En réalité, le processus de décision est fondé sur l’émotion ressentie, donc sur la relation humaine avec le vendeur. Les meilleurs vendeurs ne sont pas ceux qui offrent la meilleure solution au client, car celui-ci l’identifie le plus souvent par lui-même, mais ceux qui savent établir avec lui un climat émotionnel positif et rassurant.
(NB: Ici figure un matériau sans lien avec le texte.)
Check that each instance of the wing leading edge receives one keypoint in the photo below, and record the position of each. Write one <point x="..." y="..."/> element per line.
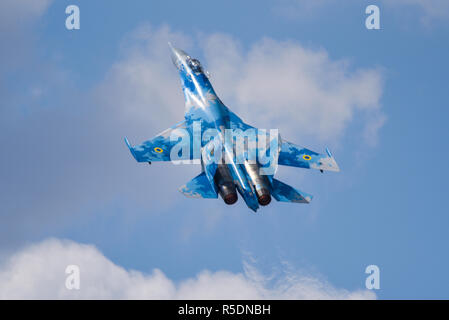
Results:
<point x="297" y="156"/>
<point x="159" y="148"/>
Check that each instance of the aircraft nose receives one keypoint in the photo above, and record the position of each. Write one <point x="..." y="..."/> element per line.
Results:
<point x="177" y="55"/>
4 – Regards croisés de dirigeants sur les clés de réussite
Nandini Colin, Directrice RH et RSE Frans Bonhomme
Emmanuel Bavoux, Responsable pôle marchés GRDF
Brice Chambard, Fondateur CEO OBIZ Concept
Guillaume Sampic, Directeur Général Media 365
Une table ronde animée par Charles-Heri Besseyre des Horts, Professeur Émérite HEC Paris


Pendant le confinement, les commerciaux ont pris l’habitude de contacter leurs clients simplement pour prendre de leurs nouvelles. Cette empathie a été très appréciée de part et d’autre.
Les clients ont besoin de contacts en dehors du focus strictement commercial. Après le confinement, le retour aux « déjeuners d’affaires » a permis de combler un manque cruel de relation.
Le vrai leader est au service des autres. Il s’est persuadé que c’est celui qui fait qui sait.
Le leader se reconnait à sa vision ET à sa capacité à la faire passer. On attend de lui qu’il donne le cap et le rythme.
Il faut aimer les clients, leur poser beaucoup de questions pour comprendre leurs enjeux et leur donner du temps, les rencontrer physiquement. Attention à ce que le digital et le multicanal ne détruisent pas cette indispensable empathie.
Les collaborateurs doivent se sentir libres d’échouer pour mieux rebondir.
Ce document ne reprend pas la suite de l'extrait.